Shipstern Bluff zählt neben Mavericks, Jaws, Teahupoo und Pipeline zweifelsohne zu den spektakulärsten Wellen der Erde. 2001 gelangen Sean Davey die ersten Fotos von einem 30-Fuss-Tag, die in den Surf-Redaktionen dieser Welt einschlugen wie eine Bombe. Kierren Perrow stürzte damals eine riesige Treppe aus Wasser hinab und verschwand wenig später in einer Schulbusgrossen Barrel. Seitdem ist der Name Shipstern jedem Surfer ein Begriff.

Doch was kaum jemandem ein Begriff ist, ist der Name David Guiney, der eigentlich in einem Atemzug mit der Welle genannt werden müsste. Vor über 20 Jahren surfte er hier zum ersten Mal und seitdem für ein Jahrzehnt ganz alleine. Wer ist dieser Mann und was geht einem durch den Kopf, eine der brutalsten Wellen der Welt sein Geheimnis zu nennen? Um das zu klären, trafen wir uns mit David zum Interview.

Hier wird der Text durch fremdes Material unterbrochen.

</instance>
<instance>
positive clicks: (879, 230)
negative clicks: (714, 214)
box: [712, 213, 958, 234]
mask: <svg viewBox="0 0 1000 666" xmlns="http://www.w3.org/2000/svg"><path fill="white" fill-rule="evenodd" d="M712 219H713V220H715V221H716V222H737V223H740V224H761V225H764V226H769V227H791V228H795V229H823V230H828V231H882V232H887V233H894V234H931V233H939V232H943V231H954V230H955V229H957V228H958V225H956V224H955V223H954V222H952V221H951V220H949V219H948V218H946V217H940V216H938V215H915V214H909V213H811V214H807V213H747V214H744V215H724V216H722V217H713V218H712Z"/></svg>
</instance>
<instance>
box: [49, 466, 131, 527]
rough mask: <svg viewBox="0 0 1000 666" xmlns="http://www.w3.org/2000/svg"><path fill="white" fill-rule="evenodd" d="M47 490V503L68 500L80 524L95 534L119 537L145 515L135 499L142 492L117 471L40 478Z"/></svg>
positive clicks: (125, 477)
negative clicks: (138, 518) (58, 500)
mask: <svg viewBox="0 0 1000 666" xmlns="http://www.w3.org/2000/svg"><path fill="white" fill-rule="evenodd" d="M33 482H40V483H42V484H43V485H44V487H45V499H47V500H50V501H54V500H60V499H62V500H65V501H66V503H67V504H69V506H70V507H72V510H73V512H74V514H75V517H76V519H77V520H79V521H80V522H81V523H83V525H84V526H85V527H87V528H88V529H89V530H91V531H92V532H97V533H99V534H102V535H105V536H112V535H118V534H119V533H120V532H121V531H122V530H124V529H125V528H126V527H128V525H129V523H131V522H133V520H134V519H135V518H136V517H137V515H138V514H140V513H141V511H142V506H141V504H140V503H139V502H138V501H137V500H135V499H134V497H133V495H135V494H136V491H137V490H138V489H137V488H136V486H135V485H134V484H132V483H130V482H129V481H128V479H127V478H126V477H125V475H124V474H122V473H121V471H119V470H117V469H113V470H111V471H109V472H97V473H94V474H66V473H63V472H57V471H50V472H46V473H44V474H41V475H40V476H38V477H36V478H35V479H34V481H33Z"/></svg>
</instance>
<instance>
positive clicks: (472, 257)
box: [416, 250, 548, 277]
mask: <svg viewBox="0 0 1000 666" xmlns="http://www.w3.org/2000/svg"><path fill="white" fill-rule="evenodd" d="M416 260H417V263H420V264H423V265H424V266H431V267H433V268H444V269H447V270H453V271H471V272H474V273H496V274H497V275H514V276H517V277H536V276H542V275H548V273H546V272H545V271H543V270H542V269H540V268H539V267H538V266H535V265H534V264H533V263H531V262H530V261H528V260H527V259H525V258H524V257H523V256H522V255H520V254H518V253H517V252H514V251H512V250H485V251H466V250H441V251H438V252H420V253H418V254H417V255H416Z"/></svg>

Die Suche nach dem Entdecker von Shipstern Bluff war schwieriger als vermutet. Googlet man seinen Namen, findet man nur sporadische Einträge. Die Leute aus den örtlichen Surf-Shops, die sonst immer ein Garant für beste Informationen sind, wussten auch nicht, wo ich David Guiney finden könnte. Selbst Sean Davey, einer der bekanntesten Surf-Fotografen der Welt, der sechs Monate im Jahr auf Tasmanien lebt und Shipstern zur Osterzeit 2001 durch ein Bild von Kierren Perrow weltberühmt machte, hatte keine Ahnung, wo David stecken könnte. Erst eine Mail von einem unbekannten Surfer brachte ein wenig Licht ins Dunkel: “Ich habe gehört, dass David Guiney ein Restaurant in Tasmaniens Hauptstadt Hobart leitet. Der Name ist ,The Nose Bag’. Schnell war die Adresse rausgesucht. Auf der Fahrt zum Restaurant rasten mir endlos viele Fragen durch den Kopf: Wen würde ich dort wohl antreffen? Wie ist man drauf, Shipstern Bluff zehn Jahre lang alleine gesurft zu haben? Wieso hält er sich so bedeckt? Hat er überhaupt Lust auf ein Interview? 20 Minuten später befand ich mich von frischem Kaffeegeruch umhüllt in einem kleinen, gemütlichen Restaurant in Hobarts Stadtteil Lower Sandy Bay. Hinter dem Tresen stand ein breit gebauter Anfang-50-Jähriger mit einem von Wind und Wetter gezeichnetem Gesicht und gräulichen Haaren. Ich wusste sofort: Ich habe David Guiney gefunden.

David, wann hast du das erste Mal Shipstern Bluff gesurft?
Das war im April 1986.

Warst du alleine draussen?
Nein, ich war dort das erste Mal mit einem Freund, aber er kam nach dieser Session nie wieder mit mir dorthin zurück. Er hatte genug. Ich war zu der Zeit 30 Jahre alt und er Anfang 20. Er war neben mir der Einzige, der von der Welle wusste.

Wie hast du Shipstern Bluff entdeckt?
Wenn du dich Shipstern vom Landweg her näherst, läufst du gute anderthalb Stunden durch dichten Busch. Einer Freundin von mir gehört dieses Stück Land. Sie ist übrigens Deutsche. Sie nahm früher Touristen mit hinunter zum Spot, um denen diese gewaltigen Wellen zu zeigen. Sie erzählte mir davon und ich erkannte sofort das Potenzial.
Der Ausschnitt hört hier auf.